Le temps de livrer la marchandise
Bien sûr, des actions communes ont été déployées par différents gouvernements. Par exemple, parrainé par les Nations unies, le Fonds global de lutte contre le sida a été créé. Toutefois, une bonne partie des 10 à 15 milliards promis par les pays signataires n'ont, à ce jour, jamais été versés. Des promesses, des promesses... D'où le thème du colloque mondial de Toronto: Time to deliver, le temps de passer à l'action ou, si vous voulez, de livrer la marchandise.
Livrer la marchandise en matière de fonds alloués à la recherche, à la prévention, au dépistage et, surtout, au traitement auprès des communautés du monde les plus touchées. Oui, des progrès ont été accomplis à ce dernier chapitre. Dans les pays à faible ou moyen revenu, entre 2001 et 2005, le nombre de personnes sous thérapie antirétrovirale a été multiplié par cinq, passant de 240 000 à 1,3 million. Mais en dépit de ces progrès, moins de 10 % des populations pauvres infectées par le virus ont accès à ce traitement en ce moment, ce qui est nettement insuffisant.
Pour une approche globale du sida
On le sait, le sida baigne dans un univers symbolique très complexe et certains de ces aspects prédisposent à la vulnérabilité et à l'exclusion des personnes qui en sont atteintes. C'est donc par souci d'efficacité mais aussi de justice que Médecins du monde milite, dans son discours comme dans sa pratique, en faveur d'une approche globale qui prenne en compte les facteurs économiques, politiques, sociaux et culturels de l'épidémie du sida. Dans ce contexte, la lutte contre le sida est indissociable d'une défense des droits de la personne qui a à coeur de dénoncer toute forme de stigmatisation et d'exclusion à l'endroit des personnes vivant avec le VIH.
Les activités de prévention, de dépistage et d'accès aux traitements, qui constituent les trois volets indissociables de toute intervention éclairée en matière de lutte au sida, doivent être réalisées en étroite collaboration avec les acteurs locaux, tant communautaires que gouvernementaux.
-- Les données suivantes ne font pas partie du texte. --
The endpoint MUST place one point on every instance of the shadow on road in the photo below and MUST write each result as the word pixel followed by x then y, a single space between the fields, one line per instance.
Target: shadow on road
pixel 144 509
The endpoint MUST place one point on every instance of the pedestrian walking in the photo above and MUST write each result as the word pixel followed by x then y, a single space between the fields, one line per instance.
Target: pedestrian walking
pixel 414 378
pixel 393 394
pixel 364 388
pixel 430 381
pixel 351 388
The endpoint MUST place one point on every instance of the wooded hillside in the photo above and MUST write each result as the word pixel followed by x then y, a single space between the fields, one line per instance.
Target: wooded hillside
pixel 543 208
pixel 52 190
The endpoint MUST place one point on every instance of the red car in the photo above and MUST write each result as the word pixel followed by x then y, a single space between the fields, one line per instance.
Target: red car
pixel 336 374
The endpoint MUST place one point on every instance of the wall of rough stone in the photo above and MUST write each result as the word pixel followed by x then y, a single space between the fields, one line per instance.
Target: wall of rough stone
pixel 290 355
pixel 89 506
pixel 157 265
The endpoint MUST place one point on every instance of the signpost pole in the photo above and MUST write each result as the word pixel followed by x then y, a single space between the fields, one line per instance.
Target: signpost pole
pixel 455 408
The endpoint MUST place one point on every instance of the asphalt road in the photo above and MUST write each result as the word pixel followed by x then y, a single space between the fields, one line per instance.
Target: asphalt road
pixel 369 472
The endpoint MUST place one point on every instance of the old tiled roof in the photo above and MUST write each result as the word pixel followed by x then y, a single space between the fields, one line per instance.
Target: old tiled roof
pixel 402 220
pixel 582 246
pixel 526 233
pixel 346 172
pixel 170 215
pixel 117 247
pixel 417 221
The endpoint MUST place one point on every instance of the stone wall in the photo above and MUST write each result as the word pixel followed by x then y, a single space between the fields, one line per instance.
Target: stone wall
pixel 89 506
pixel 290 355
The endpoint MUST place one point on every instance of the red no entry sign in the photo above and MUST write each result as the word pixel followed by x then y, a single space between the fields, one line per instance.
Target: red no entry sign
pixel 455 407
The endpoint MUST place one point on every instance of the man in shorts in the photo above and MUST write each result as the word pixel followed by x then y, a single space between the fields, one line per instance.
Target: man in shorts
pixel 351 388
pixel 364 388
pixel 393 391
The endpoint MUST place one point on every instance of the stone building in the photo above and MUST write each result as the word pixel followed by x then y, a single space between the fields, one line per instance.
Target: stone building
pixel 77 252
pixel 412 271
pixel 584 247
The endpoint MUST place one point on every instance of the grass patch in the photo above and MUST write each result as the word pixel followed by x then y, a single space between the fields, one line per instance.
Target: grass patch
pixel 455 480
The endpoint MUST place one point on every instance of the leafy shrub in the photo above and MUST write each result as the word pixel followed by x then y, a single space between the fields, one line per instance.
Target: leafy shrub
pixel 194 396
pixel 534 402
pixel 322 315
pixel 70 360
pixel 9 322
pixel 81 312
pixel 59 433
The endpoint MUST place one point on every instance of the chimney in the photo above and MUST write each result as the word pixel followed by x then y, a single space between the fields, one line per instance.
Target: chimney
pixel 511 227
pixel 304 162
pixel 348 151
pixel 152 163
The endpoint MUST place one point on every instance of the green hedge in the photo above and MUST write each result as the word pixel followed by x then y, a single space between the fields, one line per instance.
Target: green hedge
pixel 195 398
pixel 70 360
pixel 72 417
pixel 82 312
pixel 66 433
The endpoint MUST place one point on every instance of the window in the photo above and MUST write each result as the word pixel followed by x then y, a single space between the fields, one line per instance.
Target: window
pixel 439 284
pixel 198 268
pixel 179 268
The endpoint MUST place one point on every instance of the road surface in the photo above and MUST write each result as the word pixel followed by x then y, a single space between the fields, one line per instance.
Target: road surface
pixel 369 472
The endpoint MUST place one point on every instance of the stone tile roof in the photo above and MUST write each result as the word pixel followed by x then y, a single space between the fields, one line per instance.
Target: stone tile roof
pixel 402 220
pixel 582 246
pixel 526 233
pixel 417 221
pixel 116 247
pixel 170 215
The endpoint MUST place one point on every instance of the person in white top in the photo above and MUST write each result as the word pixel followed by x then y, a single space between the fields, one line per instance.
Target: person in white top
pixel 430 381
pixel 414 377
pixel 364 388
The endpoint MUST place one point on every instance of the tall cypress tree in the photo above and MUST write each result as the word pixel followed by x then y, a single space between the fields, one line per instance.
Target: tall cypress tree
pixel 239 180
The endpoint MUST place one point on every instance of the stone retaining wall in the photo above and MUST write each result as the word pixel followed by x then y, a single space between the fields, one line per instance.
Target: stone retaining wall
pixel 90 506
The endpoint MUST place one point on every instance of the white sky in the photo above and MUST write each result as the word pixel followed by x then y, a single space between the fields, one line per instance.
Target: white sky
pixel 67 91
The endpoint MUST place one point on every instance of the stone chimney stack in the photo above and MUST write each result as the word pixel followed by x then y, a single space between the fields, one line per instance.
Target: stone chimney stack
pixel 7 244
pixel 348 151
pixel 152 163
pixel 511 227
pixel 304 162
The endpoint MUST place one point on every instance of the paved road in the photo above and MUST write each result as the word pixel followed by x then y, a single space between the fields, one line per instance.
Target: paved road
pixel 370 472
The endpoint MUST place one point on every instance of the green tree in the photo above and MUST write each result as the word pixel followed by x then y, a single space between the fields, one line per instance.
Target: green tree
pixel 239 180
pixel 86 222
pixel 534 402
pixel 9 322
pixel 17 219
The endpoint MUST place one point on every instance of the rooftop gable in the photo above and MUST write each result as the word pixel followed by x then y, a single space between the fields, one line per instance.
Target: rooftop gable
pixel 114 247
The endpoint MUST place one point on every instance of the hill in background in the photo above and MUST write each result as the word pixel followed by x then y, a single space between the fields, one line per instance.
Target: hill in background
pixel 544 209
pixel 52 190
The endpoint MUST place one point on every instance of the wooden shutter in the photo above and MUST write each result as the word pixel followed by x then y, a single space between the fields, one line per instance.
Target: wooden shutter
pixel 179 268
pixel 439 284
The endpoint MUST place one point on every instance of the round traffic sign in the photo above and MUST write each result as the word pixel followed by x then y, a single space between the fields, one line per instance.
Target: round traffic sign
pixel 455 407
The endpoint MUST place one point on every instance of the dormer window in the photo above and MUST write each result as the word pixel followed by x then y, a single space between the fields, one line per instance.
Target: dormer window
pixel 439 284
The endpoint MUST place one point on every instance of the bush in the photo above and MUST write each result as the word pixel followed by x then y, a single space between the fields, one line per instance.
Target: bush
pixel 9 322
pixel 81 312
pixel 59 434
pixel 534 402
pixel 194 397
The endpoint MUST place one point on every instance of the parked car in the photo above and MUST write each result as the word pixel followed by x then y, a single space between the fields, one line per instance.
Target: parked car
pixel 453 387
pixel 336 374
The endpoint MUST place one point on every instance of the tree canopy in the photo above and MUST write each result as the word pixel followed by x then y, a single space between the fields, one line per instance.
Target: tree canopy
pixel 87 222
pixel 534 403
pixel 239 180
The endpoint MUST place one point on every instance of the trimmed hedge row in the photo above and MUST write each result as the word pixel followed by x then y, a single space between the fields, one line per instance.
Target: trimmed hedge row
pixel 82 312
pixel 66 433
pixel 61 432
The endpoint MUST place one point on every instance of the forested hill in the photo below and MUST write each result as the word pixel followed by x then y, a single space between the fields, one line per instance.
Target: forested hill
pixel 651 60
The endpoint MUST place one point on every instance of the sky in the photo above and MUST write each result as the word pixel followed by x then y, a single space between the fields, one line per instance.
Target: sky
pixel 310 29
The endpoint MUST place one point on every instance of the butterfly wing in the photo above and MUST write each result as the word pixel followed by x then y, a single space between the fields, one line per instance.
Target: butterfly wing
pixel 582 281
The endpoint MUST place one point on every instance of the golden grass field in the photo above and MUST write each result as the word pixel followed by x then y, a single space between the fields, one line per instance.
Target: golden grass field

Ce travail de proximité permet d'élaborer des messages de prévention et des traitements adaptés aux bénéficiaires et à leur mode de vie.
Cette approche globale milite aussi en faveur d'un renforcement des structures de santé en régions éloignées des centres urbains où les ressources spécialisées sont habituellement concentrées et pour une intégration de la prise en charge du VIH aux soins de santé primaires à l'intérieur de ces petites communautés. Évidemment, pour être réalisable, ce programme doit s'accompagner d'une formation des agents de santé, infirmiers et médecins locaux, en ce qui a trait à la prévention et au traitement ainsi qu'à la réalité du sida.
Cette approche globale favorise une meilleure intervention dans des contextes de crises et de conflits, et là où la maladie frappe les exclus parmi les exclus: victimes de guerres, personnes se prostituant ou utilisant des drogues injectables, femmes et enfants victimes de violence. D'ailleurs, autour de cinq millions d'enfants ont été infectés par le VIH depuis le début de l'épidémie et trois millions en sont morts. Pour les années à venir, une attention particulière devra leur être accordée afin qu'ils puissent recevoir les soins appropriés.
Comme on peut le voir, les défis sont immenses, mais pas insurmontables, à condition que les responsables politiques décident de mettre la lutte contre le sida au coeur de leurs priorités et de passer enfin à l'action. Médecins du monde souhaite donc une présence active, massive et militante des décideurs politiques, à commencer par ceux du pays hôte de cette conférence. Médecins du monde souhaite une implication stratégique et politique innovante dans la lutte contre ce terroriste infectieux.
Car le terroriste le plus redoutable en ce moment a peut-être pour nom VIH.